For the psychogeographer, a walk is just the starting point; wandering and getting lost within a city is always the real goal. This wandering, termed dérive or ‘drift’ by Guy Debord and the Situationist International in 1950s Paris, must be aimless, without agenda or sense of purpose whatsoever. Allow yourself to let your mind wander as you wander and wonder as you wonder: ‘How did I manage to end up all the way over here?’. By not having a plan in mind, you permit yourself to enter a liminal space with the urban environment, the benefits of which were first espoused by the 19th century figure of the flâneur, a person who walks the city to experience it. When experiencing the city in this liminal space, you enter into a conversation with the urban condition. It isn’t about discovering but rather about revealing.

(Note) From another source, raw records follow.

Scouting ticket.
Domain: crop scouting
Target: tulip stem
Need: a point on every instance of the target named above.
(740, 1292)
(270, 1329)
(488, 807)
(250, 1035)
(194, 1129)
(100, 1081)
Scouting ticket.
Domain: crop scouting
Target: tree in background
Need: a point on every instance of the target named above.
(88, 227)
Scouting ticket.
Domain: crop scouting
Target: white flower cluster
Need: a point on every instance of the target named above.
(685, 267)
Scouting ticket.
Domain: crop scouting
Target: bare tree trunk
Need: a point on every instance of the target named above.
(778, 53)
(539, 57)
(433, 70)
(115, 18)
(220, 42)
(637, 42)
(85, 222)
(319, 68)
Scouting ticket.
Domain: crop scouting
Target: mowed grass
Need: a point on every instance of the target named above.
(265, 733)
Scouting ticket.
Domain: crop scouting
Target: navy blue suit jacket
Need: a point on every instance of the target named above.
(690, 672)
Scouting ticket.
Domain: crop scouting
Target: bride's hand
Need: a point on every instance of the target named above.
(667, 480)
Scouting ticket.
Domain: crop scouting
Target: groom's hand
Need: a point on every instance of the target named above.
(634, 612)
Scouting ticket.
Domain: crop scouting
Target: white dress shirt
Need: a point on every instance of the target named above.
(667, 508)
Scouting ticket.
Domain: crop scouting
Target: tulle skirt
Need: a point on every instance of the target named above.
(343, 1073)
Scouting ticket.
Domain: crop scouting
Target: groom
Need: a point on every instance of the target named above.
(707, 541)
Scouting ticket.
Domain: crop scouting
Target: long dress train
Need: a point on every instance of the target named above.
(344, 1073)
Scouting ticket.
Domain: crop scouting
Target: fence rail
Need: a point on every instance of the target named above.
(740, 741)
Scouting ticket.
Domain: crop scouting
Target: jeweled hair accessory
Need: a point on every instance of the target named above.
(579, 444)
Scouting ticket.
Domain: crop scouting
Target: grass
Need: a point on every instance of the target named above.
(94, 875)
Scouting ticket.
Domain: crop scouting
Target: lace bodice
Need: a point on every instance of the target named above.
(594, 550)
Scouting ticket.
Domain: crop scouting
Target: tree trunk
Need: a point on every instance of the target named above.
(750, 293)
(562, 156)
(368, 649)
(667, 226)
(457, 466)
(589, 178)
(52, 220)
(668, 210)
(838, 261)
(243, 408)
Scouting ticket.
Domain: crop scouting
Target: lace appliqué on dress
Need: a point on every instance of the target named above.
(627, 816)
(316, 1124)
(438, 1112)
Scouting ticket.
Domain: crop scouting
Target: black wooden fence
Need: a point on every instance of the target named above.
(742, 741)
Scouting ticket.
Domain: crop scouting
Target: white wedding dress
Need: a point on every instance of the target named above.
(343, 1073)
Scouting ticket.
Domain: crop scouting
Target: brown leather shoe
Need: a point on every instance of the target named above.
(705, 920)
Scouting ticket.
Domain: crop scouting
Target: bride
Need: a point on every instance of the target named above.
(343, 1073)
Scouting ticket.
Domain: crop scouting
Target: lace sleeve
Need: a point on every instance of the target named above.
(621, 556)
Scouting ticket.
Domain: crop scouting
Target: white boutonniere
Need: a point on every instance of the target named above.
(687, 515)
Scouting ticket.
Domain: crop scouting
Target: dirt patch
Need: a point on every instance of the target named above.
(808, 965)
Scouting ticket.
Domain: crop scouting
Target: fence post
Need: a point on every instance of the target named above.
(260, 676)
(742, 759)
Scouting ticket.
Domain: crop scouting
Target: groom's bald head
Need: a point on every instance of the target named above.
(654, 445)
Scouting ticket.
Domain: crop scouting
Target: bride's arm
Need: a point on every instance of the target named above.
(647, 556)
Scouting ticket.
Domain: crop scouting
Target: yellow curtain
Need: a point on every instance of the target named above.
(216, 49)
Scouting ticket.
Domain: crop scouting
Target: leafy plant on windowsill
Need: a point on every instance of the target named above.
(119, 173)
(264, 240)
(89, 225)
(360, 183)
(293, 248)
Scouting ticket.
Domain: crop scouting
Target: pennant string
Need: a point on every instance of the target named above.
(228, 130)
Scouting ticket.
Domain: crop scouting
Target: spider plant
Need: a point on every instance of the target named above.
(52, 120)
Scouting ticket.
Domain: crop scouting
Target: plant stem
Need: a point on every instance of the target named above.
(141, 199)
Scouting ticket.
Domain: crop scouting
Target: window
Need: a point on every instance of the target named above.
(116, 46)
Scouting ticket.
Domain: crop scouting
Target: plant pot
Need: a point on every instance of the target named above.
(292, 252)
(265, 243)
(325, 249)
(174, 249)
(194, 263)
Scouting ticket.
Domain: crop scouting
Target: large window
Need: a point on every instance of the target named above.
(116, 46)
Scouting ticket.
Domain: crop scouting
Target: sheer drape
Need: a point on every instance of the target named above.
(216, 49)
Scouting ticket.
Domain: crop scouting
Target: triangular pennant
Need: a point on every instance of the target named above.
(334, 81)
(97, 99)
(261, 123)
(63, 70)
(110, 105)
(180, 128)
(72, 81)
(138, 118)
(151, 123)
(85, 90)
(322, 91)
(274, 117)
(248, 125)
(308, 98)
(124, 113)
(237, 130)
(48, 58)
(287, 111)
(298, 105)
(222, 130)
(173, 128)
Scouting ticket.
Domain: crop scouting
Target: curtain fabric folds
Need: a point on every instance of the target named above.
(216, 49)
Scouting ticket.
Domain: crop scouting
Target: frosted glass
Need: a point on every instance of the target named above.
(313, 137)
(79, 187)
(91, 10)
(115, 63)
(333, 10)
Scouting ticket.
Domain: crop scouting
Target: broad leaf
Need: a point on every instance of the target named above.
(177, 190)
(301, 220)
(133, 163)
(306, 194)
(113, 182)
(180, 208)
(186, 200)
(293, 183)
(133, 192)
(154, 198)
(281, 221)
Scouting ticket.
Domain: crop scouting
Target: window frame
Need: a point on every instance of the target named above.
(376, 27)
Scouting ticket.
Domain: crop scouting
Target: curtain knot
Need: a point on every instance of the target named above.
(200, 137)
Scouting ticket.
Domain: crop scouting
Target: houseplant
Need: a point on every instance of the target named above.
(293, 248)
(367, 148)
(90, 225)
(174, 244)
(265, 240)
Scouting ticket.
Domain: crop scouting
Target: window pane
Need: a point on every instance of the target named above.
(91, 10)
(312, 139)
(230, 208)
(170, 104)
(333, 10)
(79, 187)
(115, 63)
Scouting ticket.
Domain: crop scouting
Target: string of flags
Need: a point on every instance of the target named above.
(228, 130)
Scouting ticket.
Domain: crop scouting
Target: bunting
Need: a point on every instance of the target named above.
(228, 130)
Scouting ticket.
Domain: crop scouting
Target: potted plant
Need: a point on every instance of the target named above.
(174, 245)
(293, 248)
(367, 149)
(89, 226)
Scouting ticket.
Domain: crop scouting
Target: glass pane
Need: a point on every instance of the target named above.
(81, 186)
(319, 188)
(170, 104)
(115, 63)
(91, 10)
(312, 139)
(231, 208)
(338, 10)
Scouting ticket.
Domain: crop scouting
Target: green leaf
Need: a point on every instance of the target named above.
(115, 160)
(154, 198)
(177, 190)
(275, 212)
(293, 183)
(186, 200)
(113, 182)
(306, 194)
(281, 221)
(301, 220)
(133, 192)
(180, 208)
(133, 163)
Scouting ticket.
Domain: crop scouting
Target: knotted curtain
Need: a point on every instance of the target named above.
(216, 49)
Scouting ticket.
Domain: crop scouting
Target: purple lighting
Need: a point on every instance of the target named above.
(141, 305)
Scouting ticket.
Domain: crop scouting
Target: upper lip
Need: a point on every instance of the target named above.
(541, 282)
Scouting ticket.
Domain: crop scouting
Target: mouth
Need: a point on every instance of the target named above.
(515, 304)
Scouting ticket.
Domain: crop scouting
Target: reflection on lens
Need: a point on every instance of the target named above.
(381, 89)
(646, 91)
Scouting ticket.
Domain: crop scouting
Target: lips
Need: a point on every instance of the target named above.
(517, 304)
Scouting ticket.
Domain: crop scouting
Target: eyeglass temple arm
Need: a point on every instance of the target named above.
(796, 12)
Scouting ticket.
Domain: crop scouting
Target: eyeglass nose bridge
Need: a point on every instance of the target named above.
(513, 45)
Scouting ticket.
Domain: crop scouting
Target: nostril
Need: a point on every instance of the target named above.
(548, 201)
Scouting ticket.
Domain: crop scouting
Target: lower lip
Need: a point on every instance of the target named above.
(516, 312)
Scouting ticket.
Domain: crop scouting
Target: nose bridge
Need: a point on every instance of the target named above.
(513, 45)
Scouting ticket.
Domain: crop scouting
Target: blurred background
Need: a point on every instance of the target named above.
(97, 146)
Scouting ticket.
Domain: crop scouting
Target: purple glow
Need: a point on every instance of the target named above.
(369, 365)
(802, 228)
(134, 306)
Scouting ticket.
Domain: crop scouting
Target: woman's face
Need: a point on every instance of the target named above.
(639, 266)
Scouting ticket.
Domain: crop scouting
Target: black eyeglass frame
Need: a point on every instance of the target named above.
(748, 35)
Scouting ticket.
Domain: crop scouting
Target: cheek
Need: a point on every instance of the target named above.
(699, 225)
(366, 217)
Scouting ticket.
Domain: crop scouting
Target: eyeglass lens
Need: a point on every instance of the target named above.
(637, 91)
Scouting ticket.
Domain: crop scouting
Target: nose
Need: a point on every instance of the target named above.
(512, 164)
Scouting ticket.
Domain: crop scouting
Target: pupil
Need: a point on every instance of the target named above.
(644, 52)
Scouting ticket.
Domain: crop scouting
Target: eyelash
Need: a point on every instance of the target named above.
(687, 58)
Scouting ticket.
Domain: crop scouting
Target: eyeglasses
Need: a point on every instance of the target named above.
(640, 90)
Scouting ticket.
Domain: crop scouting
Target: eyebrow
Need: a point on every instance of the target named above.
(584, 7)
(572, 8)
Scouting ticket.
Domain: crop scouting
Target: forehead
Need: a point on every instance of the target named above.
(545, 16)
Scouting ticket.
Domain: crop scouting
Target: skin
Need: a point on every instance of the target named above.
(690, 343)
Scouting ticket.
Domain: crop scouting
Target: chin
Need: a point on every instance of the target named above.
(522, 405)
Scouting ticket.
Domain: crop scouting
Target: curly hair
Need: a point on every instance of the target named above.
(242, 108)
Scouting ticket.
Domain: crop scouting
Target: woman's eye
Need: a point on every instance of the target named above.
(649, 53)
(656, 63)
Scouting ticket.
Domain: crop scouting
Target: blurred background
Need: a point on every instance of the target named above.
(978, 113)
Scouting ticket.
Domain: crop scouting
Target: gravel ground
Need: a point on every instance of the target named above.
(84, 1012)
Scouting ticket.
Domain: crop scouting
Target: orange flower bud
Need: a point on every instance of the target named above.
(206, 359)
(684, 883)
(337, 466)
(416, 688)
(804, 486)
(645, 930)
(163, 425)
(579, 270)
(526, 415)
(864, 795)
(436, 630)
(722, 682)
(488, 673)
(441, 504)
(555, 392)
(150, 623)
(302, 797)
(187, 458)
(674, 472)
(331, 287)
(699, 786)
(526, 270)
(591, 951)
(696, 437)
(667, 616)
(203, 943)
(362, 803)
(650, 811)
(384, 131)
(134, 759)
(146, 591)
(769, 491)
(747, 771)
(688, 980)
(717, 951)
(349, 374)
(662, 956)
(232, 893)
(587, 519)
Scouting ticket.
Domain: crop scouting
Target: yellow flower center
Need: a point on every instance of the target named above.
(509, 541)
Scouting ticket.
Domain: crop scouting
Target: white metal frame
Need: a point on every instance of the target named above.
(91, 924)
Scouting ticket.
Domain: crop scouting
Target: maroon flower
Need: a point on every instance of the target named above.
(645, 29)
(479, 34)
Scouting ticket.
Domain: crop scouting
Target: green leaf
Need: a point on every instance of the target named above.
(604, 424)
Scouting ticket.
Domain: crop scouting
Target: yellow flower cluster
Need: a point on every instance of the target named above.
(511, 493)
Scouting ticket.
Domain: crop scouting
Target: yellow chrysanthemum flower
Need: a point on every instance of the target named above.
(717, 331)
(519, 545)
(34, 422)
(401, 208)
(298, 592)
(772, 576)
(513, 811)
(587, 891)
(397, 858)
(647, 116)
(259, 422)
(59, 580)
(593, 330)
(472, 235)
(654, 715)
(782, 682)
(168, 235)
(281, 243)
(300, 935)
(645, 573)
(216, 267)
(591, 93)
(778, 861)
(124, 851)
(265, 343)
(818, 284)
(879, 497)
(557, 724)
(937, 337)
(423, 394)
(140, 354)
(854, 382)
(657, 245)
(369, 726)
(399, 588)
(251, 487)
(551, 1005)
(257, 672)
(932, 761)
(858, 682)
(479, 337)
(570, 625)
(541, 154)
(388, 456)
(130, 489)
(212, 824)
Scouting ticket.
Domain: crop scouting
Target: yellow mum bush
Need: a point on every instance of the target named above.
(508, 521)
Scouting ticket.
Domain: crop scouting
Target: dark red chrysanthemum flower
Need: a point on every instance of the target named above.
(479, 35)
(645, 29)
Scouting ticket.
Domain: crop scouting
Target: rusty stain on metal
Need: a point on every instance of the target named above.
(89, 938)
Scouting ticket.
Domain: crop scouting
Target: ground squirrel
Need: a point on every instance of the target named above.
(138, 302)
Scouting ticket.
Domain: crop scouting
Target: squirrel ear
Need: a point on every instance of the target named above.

What does Kyiv reveal? I’ve walked its avenues, streets and alleyways for years now and have kept a journal of my many dérives. All I can say is this:
‘Kyiv is a city // is a city with visible places
is a city of hidden spaces // is a city of hidden spaces
in visible places…’
Kyiv dérive #29 (excerpt)
23rd September 2017
All of the above was the starting point to designing a bespoke cultural excursion for the over 40 participants who joined us at the Kyiv Bonsai high school festival in January 2020. One of the main considerations in the creation of this psychogeographic walk was to recreate the sense of ‘drifting’ through the city, to have our young theatre artists enter into a conversation with Kyiv city centre through a mix of history, sociology, art and the personal identities and memories woven into the urban space.